General information
- Type: Homebuilt aircraft
- National origin: United States
- Manufacturer: Progressive Aerodyne
- Status: Production completed
- Number built: at least nine

History
- Introduction date: 1990s

= Progressive Aerodyne Stingray =

American amateur-built aircraft

The Progressive Aerodyne Stingray is an American homebuilt flying boat that was designed by and produced by Progressive Aerodyne of Orlando, Florida, introduced in the 1990s. When it was available the aircraft was supplied as a kit for amateur construction.

==Design and development==
The Stingray features a strut-braced parasol wing, a single-seat enclosed cockpit under a bubble canopy, retractable conventional landing gear and a single engine in pusher configuration.

The aircraft is made from a combination of metal tubing, with its flying surfaces covered in Dacron sailcloth doped aircraft fabric and a reinforced fiberglass hull. Its 30.83 ft span wing has a wing area of 150.0 sqft and is supported by a central pylon behind the cockpit, "V" struts and jury struts. The wing also mounts outrigger pontoons that provide stability on the water. The acceptable power range is 40 to 65 hp and the standard engine used is the 40 hp Rotax 447 twin cylinder, two stroke powerplant.

The Stingray has a typical empty weight of 475 lb and a gross weight of 800 lb, giving a useful load of 325 lb.
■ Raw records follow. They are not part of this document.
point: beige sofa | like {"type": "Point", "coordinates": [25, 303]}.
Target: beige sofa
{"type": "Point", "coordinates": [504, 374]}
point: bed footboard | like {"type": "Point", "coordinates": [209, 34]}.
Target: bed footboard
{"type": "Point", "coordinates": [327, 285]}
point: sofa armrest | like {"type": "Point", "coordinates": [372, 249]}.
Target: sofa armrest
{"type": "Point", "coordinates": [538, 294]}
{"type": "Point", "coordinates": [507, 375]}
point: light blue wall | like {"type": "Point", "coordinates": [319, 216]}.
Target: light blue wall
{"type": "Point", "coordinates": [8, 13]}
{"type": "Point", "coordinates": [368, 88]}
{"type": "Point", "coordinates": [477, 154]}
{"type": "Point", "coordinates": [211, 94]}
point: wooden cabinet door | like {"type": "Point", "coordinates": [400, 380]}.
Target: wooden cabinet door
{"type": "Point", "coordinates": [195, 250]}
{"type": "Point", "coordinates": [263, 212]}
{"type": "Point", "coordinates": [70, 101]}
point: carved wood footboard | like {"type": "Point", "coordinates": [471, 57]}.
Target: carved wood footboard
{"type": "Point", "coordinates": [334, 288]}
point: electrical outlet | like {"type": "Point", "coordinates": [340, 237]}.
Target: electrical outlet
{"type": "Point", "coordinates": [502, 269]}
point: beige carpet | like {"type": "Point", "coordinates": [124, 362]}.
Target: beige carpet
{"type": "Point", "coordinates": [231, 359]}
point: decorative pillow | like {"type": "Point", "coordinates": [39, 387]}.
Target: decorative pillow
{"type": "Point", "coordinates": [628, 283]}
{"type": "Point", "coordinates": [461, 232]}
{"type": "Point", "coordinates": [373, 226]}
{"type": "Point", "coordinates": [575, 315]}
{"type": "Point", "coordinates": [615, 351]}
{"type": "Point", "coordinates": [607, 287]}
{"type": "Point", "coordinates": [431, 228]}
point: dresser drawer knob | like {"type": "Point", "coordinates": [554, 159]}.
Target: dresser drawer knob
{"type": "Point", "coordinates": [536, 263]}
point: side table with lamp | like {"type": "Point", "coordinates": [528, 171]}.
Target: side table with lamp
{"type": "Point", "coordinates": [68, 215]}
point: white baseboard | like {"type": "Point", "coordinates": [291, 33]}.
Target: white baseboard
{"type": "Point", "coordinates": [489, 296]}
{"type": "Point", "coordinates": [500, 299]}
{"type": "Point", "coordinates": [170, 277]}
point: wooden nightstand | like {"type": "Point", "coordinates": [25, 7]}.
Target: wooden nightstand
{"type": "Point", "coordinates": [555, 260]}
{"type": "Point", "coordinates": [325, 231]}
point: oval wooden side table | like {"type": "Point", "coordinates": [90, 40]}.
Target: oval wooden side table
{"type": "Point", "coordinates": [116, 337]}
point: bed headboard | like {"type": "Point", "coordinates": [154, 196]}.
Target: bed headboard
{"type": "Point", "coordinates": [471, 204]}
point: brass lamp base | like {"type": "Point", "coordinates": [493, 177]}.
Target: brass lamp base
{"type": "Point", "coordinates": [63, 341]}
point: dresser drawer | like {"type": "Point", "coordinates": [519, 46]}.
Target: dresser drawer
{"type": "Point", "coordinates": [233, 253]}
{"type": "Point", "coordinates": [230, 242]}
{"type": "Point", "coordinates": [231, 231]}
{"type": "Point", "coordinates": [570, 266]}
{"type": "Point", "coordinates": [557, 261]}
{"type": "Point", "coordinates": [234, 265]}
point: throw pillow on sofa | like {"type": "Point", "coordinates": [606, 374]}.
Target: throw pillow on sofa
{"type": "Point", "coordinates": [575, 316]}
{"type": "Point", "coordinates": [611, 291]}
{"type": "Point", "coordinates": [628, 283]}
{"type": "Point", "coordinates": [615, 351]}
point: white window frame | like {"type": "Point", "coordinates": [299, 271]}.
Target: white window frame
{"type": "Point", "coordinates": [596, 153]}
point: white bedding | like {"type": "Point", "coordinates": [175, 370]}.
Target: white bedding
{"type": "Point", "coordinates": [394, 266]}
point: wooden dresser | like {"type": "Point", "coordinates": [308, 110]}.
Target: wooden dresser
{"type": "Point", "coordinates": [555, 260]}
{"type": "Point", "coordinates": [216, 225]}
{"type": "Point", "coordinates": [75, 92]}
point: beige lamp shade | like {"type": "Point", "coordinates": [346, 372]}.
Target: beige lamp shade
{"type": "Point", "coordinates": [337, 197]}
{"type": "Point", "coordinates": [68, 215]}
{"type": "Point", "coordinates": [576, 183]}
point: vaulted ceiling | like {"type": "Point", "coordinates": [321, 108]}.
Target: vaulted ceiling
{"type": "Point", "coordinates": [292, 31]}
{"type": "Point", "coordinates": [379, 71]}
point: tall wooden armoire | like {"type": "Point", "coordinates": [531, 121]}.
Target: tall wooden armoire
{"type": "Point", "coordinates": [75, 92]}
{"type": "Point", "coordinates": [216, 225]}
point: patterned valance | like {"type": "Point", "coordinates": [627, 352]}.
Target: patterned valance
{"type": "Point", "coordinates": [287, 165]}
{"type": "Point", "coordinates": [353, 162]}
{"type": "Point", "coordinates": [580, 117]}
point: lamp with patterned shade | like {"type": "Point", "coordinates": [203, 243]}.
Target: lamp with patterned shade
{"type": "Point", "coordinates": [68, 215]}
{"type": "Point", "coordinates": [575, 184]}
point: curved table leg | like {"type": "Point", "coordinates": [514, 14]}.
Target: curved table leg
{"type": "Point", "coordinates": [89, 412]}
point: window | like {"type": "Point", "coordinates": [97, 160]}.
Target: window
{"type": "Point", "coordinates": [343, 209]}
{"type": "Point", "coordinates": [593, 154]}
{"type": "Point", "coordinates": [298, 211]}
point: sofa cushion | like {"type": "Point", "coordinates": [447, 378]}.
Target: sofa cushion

With full fuel of 6 u.s.gal the payload for the pilot and baggage is 289 lb.

The standard day, sea level, no wind, take off on land with a 40 hp engine is 190 ft and the landing roll is 220 ft.

The manufacturer estimates the construction time from the supplied kit as 350 hours.

==Operational history==
By 1998 the company reported that five aircraft were completed and flying.

In January 2014 four examples were registered in the United States with the Federal Aviation Administration, although a total of nine had been registered at one time.